P.S. 41 students’ banner day

By Cynthia Romero

Earlier this spring, amid concern over statewide budget cuts affecting schools like Greenwich Village’s P.S. 41 in School District 2, students had a banner day, literally, in their fight to make their voices heard.

Indeed, on June 4 they made banners, which were displayed on the windows of the front entrance of the W. 11th St. school, with the words, “We Love Our Teachers,” written across them and including hundreds of tiny signatures.

“For the parents and for the children as well, the banners signify that we don’t live in a bubble,” Michael Markowitz, a member of the district’s Community Education Council, said then. “What’s been going on in Albany is really affecting all of us here.”

Parents like Markowitz say that the schoolchildren respond to the conditions surrounding them.

“When you’ve had all these changes happening, like constant overcrowding and the possible cutting of after-school programs and tutoring, you don’t have the same school you used to have,” Markowitz noted.

He added that the banners were a way for the children to push back against the very same government that has made them into victims.

“Our kids want to save our schools and our teachers the only way they know how,” he said.

Some, like Ann Kjellberg, president of NYC Kids Parent Advocacy Committee, thought the banners hardly alluded to the politics surrounding the budget cuts and were more an innocent sign of support.

“An idea that we as parents had was to gather all our schools together for a citywide protest, and with the help of our teachers, we did so,” Kjellberg said. “We also wanted to do something visible to show our distress — thus came the idea for the banners.”

On the morning of June 4, before school began, the children gathered, some with photographs and others with a message in mind, and jotted down their names and small notes of appreciation.
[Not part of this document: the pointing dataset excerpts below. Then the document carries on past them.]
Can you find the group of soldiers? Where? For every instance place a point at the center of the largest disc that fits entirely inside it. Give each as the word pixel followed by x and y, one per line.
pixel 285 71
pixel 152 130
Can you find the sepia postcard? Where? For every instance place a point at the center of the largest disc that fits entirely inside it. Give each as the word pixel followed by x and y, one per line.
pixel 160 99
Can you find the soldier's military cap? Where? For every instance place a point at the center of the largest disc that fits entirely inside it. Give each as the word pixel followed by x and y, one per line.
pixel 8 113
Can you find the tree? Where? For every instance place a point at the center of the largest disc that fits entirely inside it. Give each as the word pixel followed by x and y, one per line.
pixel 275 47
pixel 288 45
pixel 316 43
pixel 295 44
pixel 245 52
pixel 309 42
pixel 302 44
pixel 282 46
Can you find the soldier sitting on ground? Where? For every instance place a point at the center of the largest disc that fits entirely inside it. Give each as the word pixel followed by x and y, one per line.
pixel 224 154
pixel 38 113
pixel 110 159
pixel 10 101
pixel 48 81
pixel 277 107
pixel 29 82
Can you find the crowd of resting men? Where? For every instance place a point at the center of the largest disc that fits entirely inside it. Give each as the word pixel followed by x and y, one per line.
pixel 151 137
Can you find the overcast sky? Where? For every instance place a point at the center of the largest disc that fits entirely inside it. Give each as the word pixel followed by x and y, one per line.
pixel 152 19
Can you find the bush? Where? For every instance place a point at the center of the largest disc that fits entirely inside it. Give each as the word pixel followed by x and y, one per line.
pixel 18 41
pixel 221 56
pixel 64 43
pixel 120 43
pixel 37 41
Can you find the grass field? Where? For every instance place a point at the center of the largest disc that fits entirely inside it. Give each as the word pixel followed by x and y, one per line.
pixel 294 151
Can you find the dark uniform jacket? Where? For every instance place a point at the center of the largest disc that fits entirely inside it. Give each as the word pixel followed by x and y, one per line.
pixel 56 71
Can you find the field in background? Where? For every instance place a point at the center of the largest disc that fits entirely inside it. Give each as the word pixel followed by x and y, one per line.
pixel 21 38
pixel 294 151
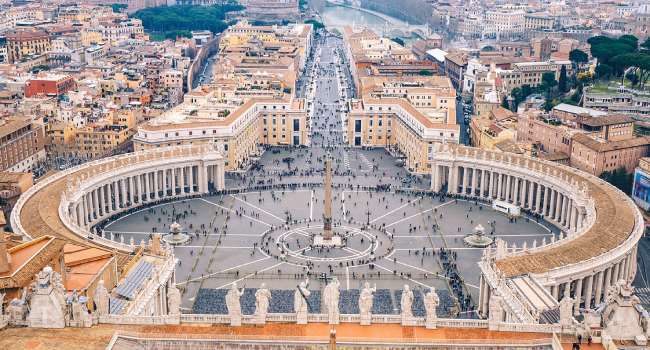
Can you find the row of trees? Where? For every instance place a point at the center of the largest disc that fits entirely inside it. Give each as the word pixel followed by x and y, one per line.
pixel 184 18
pixel 618 55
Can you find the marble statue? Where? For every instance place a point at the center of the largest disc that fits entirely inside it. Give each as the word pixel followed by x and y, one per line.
pixel 78 309
pixel 44 278
pixel 262 300
pixel 365 303
pixel 566 311
pixel 234 305
pixel 17 308
pixel 300 301
pixel 48 303
pixel 331 296
pixel 173 301
pixel 495 310
pixel 407 303
pixel 101 299
pixel 431 302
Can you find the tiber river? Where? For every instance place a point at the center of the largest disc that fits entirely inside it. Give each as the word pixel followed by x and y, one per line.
pixel 339 16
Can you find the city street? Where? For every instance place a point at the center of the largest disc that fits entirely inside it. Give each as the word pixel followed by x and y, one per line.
pixel 396 233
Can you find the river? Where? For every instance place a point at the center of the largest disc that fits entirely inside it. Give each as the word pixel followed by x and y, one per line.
pixel 336 17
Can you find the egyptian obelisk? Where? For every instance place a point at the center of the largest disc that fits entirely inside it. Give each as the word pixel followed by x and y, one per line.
pixel 327 213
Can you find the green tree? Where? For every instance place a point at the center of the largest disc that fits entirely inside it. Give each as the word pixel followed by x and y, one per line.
pixel 504 102
pixel 603 71
pixel 605 48
pixel 562 82
pixel 398 40
pixel 619 178
pixel 117 8
pixel 548 81
pixel 317 25
pixel 578 56
pixel 630 39
pixel 645 46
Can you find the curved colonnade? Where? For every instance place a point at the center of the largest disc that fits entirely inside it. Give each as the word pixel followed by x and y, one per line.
pixel 69 203
pixel 600 225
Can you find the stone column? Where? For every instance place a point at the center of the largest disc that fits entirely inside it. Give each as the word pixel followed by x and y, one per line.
pixel 599 287
pixel 558 206
pixel 474 181
pixel 615 273
pixel 147 187
pixel 192 182
pixel 500 187
pixel 567 290
pixel 84 209
pixel 565 202
pixel 173 175
pixel 608 276
pixel 95 206
pixel 78 214
pixel 589 291
pixel 123 190
pixel 465 179
pixel 491 185
pixel 182 172
pixel 102 203
pixel 221 176
pixel 156 185
pixel 546 201
pixel 531 194
pixel 515 192
pixel 482 185
pixel 131 191
pixel 556 292
pixel 578 295
pixel 569 222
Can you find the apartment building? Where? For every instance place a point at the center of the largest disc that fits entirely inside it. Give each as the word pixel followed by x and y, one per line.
pixel 236 129
pixel 21 143
pixel 24 43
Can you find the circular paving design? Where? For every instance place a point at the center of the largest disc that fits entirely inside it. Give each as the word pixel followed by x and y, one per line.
pixel 359 245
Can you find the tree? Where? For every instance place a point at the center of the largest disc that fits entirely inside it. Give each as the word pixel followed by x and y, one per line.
pixel 578 57
pixel 619 178
pixel 548 81
pixel 562 83
pixel 317 25
pixel 504 102
pixel 605 48
pixel 398 40
pixel 646 45
pixel 603 71
pixel 631 39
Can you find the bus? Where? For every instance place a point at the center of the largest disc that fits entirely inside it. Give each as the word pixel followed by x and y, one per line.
pixel 506 208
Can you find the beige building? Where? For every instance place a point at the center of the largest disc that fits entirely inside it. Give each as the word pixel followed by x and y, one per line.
pixel 395 124
pixel 27 43
pixel 595 155
pixel 236 129
pixel 21 143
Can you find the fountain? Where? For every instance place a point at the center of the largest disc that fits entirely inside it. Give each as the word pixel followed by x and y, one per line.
pixel 175 236
pixel 478 239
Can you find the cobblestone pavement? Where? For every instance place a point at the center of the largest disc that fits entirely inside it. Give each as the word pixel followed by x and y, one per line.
pixel 235 237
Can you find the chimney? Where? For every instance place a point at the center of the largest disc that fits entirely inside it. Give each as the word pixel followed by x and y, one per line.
pixel 5 258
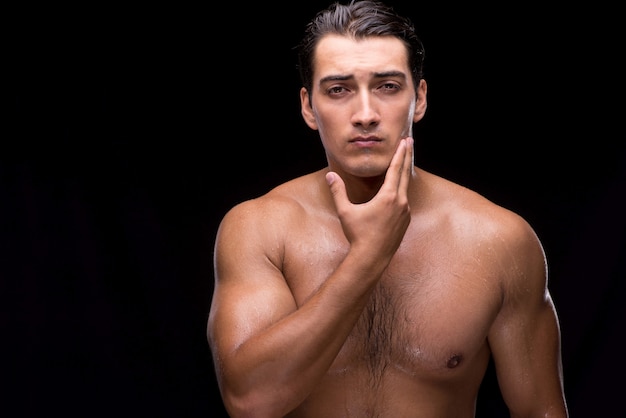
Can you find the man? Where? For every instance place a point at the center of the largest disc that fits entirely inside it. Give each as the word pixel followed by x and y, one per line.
pixel 372 288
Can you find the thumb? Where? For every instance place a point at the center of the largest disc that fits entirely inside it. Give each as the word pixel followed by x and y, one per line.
pixel 337 189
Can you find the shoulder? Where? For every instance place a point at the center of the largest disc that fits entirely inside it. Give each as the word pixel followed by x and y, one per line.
pixel 499 234
pixel 276 210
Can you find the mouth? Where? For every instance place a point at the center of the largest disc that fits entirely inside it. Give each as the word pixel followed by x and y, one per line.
pixel 363 139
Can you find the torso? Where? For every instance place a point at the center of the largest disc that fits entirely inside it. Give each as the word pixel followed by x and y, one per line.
pixel 421 343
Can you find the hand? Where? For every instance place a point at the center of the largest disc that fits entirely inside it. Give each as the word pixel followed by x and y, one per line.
pixel 379 224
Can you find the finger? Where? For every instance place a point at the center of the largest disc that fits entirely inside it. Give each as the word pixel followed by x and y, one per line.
pixel 407 165
pixel 337 190
pixel 396 167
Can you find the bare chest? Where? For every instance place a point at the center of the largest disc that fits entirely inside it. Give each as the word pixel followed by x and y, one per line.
pixel 428 316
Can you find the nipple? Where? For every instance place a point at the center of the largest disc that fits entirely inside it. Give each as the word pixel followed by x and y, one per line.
pixel 454 361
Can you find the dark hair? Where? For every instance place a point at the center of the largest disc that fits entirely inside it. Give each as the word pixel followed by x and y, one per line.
pixel 359 19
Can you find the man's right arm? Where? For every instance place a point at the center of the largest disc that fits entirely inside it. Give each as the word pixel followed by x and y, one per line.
pixel 269 353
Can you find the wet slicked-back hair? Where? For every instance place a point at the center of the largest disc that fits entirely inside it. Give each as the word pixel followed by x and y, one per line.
pixel 359 19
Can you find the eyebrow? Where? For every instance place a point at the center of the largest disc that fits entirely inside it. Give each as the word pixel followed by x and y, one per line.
pixel 383 74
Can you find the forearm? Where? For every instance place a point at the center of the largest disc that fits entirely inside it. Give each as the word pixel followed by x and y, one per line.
pixel 276 369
Kjellberg said the banners gave the children an opportunity to reflect on how much they really cared for their teachers.

“At one point, we just wanted to show how distressed we were and dramatize how severe the budget cuts were, because many of us feared for our teachers’ futures,” she said. “We thought they were going to lose their jobs.”

The banners were on display until the end of the school year, and may be used, as necessary, in other upcoming protests or school functions. P.S. 41 parents and students also signed a petition against the budget cuts.

“The mayor is trying to say that the cuts are a lesson in budgeting, but that’s insane,” Markowitz said at the time. “The cuts have a disproportionate effect on tutoring and after-school programs.”

In the end, layoffs of 4,400 city public school teachers were avoided after the mayor, a week after the citywide protest, proposed wage freezes.